La escena más controvertida de la película en cuanto a su veracidad probablemente sea la representación de la violenta violación de Ivana por parte de Trump. Pero incluso eso se basa en los propios dichos de Ivana en su declaración de divorcio, una acusación de la que posteriormente se retractó añadiendo: «Me sentí violada como mujer (…) Me referí a esto como una violación, pero no quiero que mis palabras se interpreten en un sentido literal o criminal».

La traición aún mayor, en términos de la estructura del impacto emocional de la película, es el rechazo de Trump a Cohn cuando se está muriendo de sida. Cada vez más inclinado a ignorar los consejos de su mentor, especialmente los más inteligentes sobre no expandirse demasiado rápido y no incurrir en una deuda masiva —acontecimientos que estuvieron a punto de hundir a Trump antes de que se convirtiera en estrella de televisión con el programa El Aprendiz—, hacia el final de la vida del abogado Trump lo ve solo muy esporádicamente, y rechaza rutinariamente sus llamadas.

Como dice el guionista Sherman, los sucesos más extraños de la película son los que más se ajustan a la realidad. Eso incluye los gemelos supuestamente incrustados de diamantes, hechos en Tiffany pero grabados con la palabra «Trump», que Trump regala a Cohn en una fiesta de cumpleaños que organiza para el moribundo y que resultan ser imitaciones baratas. En la película, el Cohn de Strong abandona la fiesta llorando, su silla de ruedas rodando con dolorosa lentitud mientras los invitados sentados alrededor de la larga mesa observan inquietos. No está claro si eso ocurrió realmente. Pero es lo más cerca que está la película de evocar simpatía por el diablo que era Cohn.

Sin embargo, parece que Trump realmente mandó limpiar con vapor las habitaciones en las que se alojaba Cohn tras su muerte, en su persistente ignorancia misofóbica y su paranoia sobre cómo se transmite el sida.

Es interesante que, en opinión del director, de la que se hacen eco con frecuencia las críticas, la película adopte un «ángulo radicalmente humanista» de Donald Trump al mostrar sus inseguridades juveniles y su forma, a veces ligeramente reacia, de adoptar las posturas y prácticas más malévolas de Cohn.
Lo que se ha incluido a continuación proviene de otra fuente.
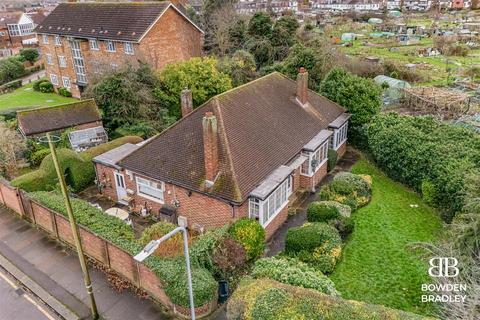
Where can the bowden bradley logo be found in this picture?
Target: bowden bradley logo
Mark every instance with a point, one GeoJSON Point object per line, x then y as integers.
{"type": "Point", "coordinates": [443, 267]}
{"type": "Point", "coordinates": [445, 290]}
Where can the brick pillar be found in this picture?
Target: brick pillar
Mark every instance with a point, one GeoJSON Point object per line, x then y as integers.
{"type": "Point", "coordinates": [210, 147]}
{"type": "Point", "coordinates": [302, 86]}
{"type": "Point", "coordinates": [186, 102]}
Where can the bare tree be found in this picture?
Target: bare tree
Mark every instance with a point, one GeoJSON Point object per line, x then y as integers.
{"type": "Point", "coordinates": [11, 145]}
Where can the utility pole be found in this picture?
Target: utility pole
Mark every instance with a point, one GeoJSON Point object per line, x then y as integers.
{"type": "Point", "coordinates": [73, 225]}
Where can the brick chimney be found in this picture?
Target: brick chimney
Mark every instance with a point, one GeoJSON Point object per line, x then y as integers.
{"type": "Point", "coordinates": [210, 147]}
{"type": "Point", "coordinates": [302, 86]}
{"type": "Point", "coordinates": [186, 102]}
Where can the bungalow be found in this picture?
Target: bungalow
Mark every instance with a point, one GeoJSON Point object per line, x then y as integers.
{"type": "Point", "coordinates": [244, 153]}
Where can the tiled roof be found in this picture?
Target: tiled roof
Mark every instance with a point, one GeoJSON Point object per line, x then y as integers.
{"type": "Point", "coordinates": [46, 119]}
{"type": "Point", "coordinates": [260, 127]}
{"type": "Point", "coordinates": [116, 21]}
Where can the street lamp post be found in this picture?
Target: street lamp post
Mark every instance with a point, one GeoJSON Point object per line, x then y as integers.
{"type": "Point", "coordinates": [73, 225]}
{"type": "Point", "coordinates": [153, 245]}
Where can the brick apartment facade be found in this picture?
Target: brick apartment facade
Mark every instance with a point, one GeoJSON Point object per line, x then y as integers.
{"type": "Point", "coordinates": [81, 41]}
{"type": "Point", "coordinates": [244, 153]}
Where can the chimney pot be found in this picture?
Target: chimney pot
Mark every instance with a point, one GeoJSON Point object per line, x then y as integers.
{"type": "Point", "coordinates": [210, 147]}
{"type": "Point", "coordinates": [302, 86]}
{"type": "Point", "coordinates": [186, 102]}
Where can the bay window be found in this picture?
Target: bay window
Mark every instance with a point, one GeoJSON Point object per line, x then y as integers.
{"type": "Point", "coordinates": [266, 210]}
{"type": "Point", "coordinates": [150, 190]}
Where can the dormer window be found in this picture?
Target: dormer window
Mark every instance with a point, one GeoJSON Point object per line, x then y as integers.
{"type": "Point", "coordinates": [110, 46]}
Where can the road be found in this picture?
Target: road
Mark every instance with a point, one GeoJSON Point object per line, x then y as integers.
{"type": "Point", "coordinates": [17, 304]}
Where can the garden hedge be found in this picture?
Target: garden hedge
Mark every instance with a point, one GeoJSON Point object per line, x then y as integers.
{"type": "Point", "coordinates": [79, 169]}
{"type": "Point", "coordinates": [171, 271]}
{"type": "Point", "coordinates": [315, 243]}
{"type": "Point", "coordinates": [430, 156]}
{"type": "Point", "coordinates": [270, 300]}
{"type": "Point", "coordinates": [251, 235]}
{"type": "Point", "coordinates": [292, 271]}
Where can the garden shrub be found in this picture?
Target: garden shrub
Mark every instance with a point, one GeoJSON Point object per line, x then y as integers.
{"type": "Point", "coordinates": [38, 156]}
{"type": "Point", "coordinates": [323, 211]}
{"type": "Point", "coordinates": [171, 271]}
{"type": "Point", "coordinates": [270, 300]}
{"type": "Point", "coordinates": [344, 226]}
{"type": "Point", "coordinates": [36, 84]}
{"type": "Point", "coordinates": [332, 159]}
{"type": "Point", "coordinates": [315, 243]}
{"type": "Point", "coordinates": [78, 168]}
{"type": "Point", "coordinates": [292, 271]}
{"type": "Point", "coordinates": [251, 235]}
{"type": "Point", "coordinates": [169, 248]}
{"type": "Point", "coordinates": [46, 87]}
{"type": "Point", "coordinates": [412, 150]}
{"type": "Point", "coordinates": [349, 189]}
{"type": "Point", "coordinates": [228, 257]}
{"type": "Point", "coordinates": [64, 92]}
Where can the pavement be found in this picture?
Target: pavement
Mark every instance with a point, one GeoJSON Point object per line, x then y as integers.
{"type": "Point", "coordinates": [55, 269]}
{"type": "Point", "coordinates": [21, 303]}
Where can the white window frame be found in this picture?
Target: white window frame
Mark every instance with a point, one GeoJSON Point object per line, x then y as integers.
{"type": "Point", "coordinates": [128, 45]}
{"type": "Point", "coordinates": [49, 59]}
{"type": "Point", "coordinates": [339, 136]}
{"type": "Point", "coordinates": [62, 62]}
{"type": "Point", "coordinates": [52, 77]}
{"type": "Point", "coordinates": [57, 40]}
{"type": "Point", "coordinates": [148, 184]}
{"type": "Point", "coordinates": [66, 79]}
{"type": "Point", "coordinates": [93, 44]}
{"type": "Point", "coordinates": [112, 44]}
{"type": "Point", "coordinates": [268, 209]}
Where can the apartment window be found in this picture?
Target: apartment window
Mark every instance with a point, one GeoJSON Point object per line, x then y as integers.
{"type": "Point", "coordinates": [110, 46]}
{"type": "Point", "coordinates": [128, 47]}
{"type": "Point", "coordinates": [93, 44]}
{"type": "Point", "coordinates": [150, 189]}
{"type": "Point", "coordinates": [54, 79]}
{"type": "Point", "coordinates": [49, 59]}
{"type": "Point", "coordinates": [266, 210]}
{"type": "Point", "coordinates": [66, 82]}
{"type": "Point", "coordinates": [62, 62]}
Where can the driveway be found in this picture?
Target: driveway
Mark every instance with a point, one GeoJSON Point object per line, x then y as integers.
{"type": "Point", "coordinates": [277, 242]}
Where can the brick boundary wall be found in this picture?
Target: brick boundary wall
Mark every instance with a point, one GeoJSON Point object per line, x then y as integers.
{"type": "Point", "coordinates": [96, 248]}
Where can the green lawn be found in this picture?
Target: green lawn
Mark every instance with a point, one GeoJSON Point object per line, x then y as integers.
{"type": "Point", "coordinates": [26, 97]}
{"type": "Point", "coordinates": [378, 265]}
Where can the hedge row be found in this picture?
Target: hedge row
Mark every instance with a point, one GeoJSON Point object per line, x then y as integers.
{"type": "Point", "coordinates": [268, 299]}
{"type": "Point", "coordinates": [170, 271]}
{"type": "Point", "coordinates": [294, 272]}
{"type": "Point", "coordinates": [78, 167]}
{"type": "Point", "coordinates": [430, 156]}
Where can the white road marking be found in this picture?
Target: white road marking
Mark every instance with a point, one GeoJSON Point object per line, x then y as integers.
{"type": "Point", "coordinates": [27, 297]}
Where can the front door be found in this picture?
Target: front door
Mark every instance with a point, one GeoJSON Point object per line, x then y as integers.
{"type": "Point", "coordinates": [120, 186]}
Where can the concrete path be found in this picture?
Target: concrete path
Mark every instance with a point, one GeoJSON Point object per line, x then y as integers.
{"type": "Point", "coordinates": [277, 242]}
{"type": "Point", "coordinates": [56, 269]}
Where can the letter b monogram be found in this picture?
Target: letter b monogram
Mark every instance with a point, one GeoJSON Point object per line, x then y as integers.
{"type": "Point", "coordinates": [443, 267]}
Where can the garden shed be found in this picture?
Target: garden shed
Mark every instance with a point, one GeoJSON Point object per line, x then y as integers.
{"type": "Point", "coordinates": [393, 91]}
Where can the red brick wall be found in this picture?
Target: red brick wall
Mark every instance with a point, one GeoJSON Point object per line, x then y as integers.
{"type": "Point", "coordinates": [172, 39]}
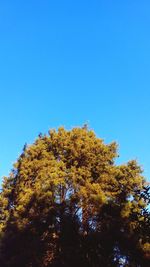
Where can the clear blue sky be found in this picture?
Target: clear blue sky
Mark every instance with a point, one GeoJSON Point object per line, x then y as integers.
{"type": "Point", "coordinates": [71, 62]}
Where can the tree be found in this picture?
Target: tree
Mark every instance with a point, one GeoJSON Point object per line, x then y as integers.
{"type": "Point", "coordinates": [66, 203]}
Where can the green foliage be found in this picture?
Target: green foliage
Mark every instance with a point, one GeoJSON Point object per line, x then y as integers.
{"type": "Point", "coordinates": [66, 203]}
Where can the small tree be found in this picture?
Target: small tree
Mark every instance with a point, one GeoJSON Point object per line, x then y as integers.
{"type": "Point", "coordinates": [66, 203]}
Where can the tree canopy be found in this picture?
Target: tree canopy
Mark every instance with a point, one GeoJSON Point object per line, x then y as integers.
{"type": "Point", "coordinates": [67, 203]}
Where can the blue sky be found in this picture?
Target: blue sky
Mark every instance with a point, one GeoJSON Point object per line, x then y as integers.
{"type": "Point", "coordinates": [75, 62]}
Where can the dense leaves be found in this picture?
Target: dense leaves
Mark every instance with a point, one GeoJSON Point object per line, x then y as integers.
{"type": "Point", "coordinates": [66, 203]}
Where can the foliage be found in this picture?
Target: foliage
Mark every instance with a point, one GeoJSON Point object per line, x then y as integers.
{"type": "Point", "coordinates": [66, 203]}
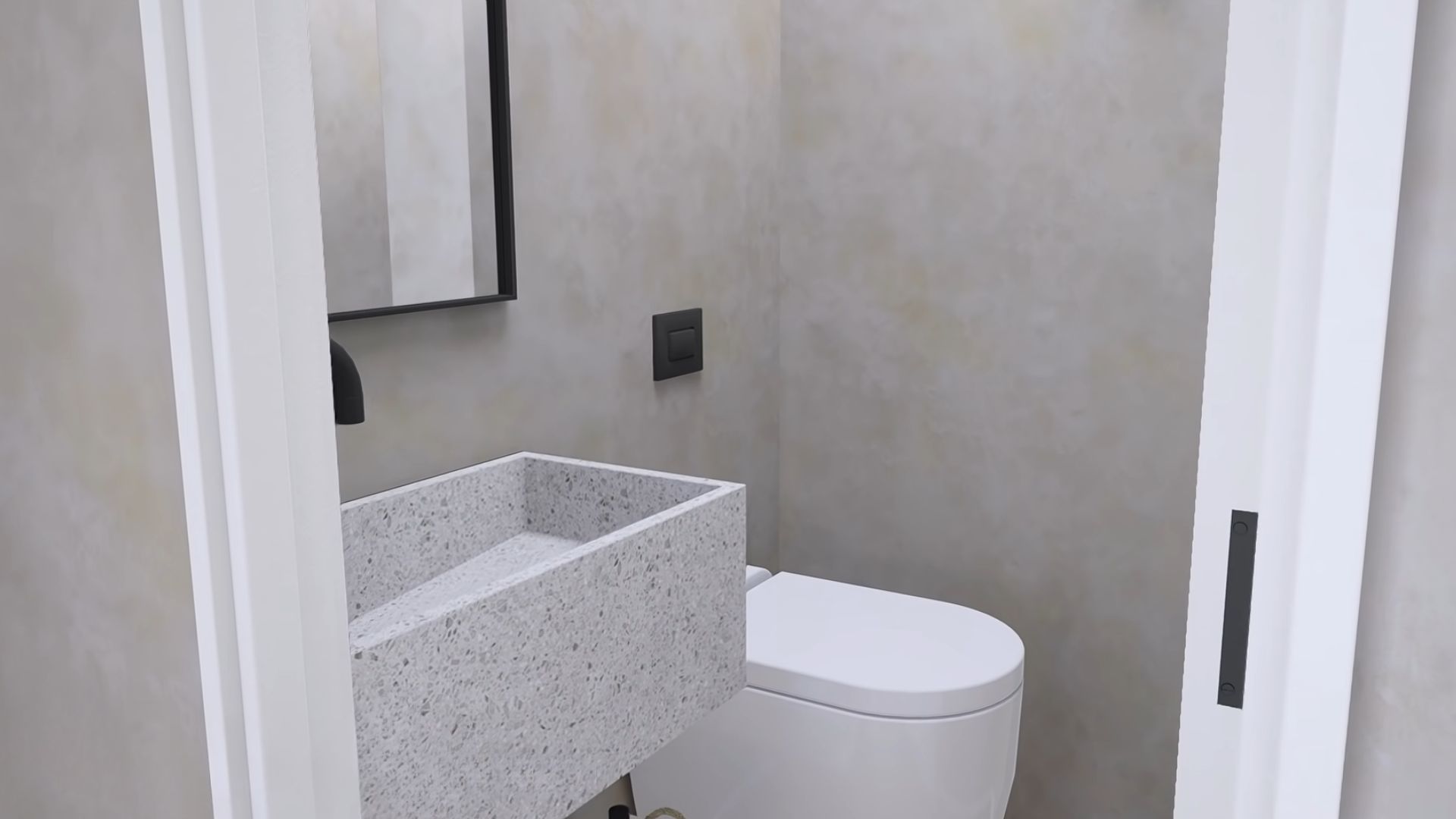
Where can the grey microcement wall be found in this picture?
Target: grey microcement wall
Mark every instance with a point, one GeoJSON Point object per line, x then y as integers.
{"type": "Point", "coordinates": [992, 264]}
{"type": "Point", "coordinates": [99, 694]}
{"type": "Point", "coordinates": [645, 149]}
{"type": "Point", "coordinates": [956, 284]}
{"type": "Point", "coordinates": [1402, 716]}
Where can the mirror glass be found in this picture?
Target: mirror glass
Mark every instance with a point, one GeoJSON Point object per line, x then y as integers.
{"type": "Point", "coordinates": [411, 108]}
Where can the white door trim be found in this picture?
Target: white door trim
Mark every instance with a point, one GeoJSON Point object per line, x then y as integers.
{"type": "Point", "coordinates": [234, 145]}
{"type": "Point", "coordinates": [1313, 133]}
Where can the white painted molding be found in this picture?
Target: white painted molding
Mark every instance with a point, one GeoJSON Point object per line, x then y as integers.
{"type": "Point", "coordinates": [1305, 232]}
{"type": "Point", "coordinates": [234, 146]}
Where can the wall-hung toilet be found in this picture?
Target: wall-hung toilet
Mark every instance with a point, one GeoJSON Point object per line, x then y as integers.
{"type": "Point", "coordinates": [861, 704]}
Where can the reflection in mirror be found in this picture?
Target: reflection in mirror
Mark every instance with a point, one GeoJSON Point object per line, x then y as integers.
{"type": "Point", "coordinates": [411, 107]}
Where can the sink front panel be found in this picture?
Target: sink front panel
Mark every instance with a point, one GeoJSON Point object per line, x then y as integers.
{"type": "Point", "coordinates": [544, 653]}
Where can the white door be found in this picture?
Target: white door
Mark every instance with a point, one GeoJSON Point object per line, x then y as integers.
{"type": "Point", "coordinates": [1313, 130]}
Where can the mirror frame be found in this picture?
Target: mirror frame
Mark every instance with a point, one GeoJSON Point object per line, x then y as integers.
{"type": "Point", "coordinates": [504, 190]}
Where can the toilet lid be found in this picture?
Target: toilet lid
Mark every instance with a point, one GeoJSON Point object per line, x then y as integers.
{"type": "Point", "coordinates": [877, 651]}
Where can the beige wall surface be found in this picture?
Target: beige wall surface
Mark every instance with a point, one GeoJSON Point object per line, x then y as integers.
{"type": "Point", "coordinates": [996, 242]}
{"type": "Point", "coordinates": [645, 155]}
{"type": "Point", "coordinates": [99, 692]}
{"type": "Point", "coordinates": [1402, 714]}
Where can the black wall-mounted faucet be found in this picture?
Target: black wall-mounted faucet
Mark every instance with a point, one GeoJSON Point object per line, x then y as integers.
{"type": "Point", "coordinates": [348, 390]}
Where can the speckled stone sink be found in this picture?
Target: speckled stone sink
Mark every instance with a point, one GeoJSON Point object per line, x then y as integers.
{"type": "Point", "coordinates": [528, 630]}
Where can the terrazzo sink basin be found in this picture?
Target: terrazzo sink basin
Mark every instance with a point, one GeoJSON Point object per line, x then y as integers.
{"type": "Point", "coordinates": [528, 630]}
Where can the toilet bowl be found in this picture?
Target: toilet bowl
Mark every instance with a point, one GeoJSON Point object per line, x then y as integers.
{"type": "Point", "coordinates": [861, 704]}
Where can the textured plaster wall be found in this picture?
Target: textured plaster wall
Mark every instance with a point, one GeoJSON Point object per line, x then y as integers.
{"type": "Point", "coordinates": [996, 243]}
{"type": "Point", "coordinates": [99, 692]}
{"type": "Point", "coordinates": [645, 162]}
{"type": "Point", "coordinates": [1402, 717]}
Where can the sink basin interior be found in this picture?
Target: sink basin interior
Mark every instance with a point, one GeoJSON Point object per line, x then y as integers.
{"type": "Point", "coordinates": [468, 532]}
Pero la «humanización» a la que tan a menudo se hace referencia en los debates sobre esta película parece sugerir que a Trump se le hace parecer mejor persona de lo que era o es. ¿Quién duda seriamente de la humanidad de Trump, cuando tenemos ejemplos de comportamiento humano espantoso a nuestro alrededor?

En resumen, El aprendiz deja claro, con detalles escabrosos, que Donald Trump era y es una persona vil. Tanto es así que no se sabe si, en última instancia, era tan malo o peor que Roy Cohn, el hombre que hizo todo lo posible por convertir a Estados Unidos en un lugar aún más putrefacto y lo remató ayudando a endilgar a Trump al público estadounidense de una forma duradera que parece tan incurable como el herpes.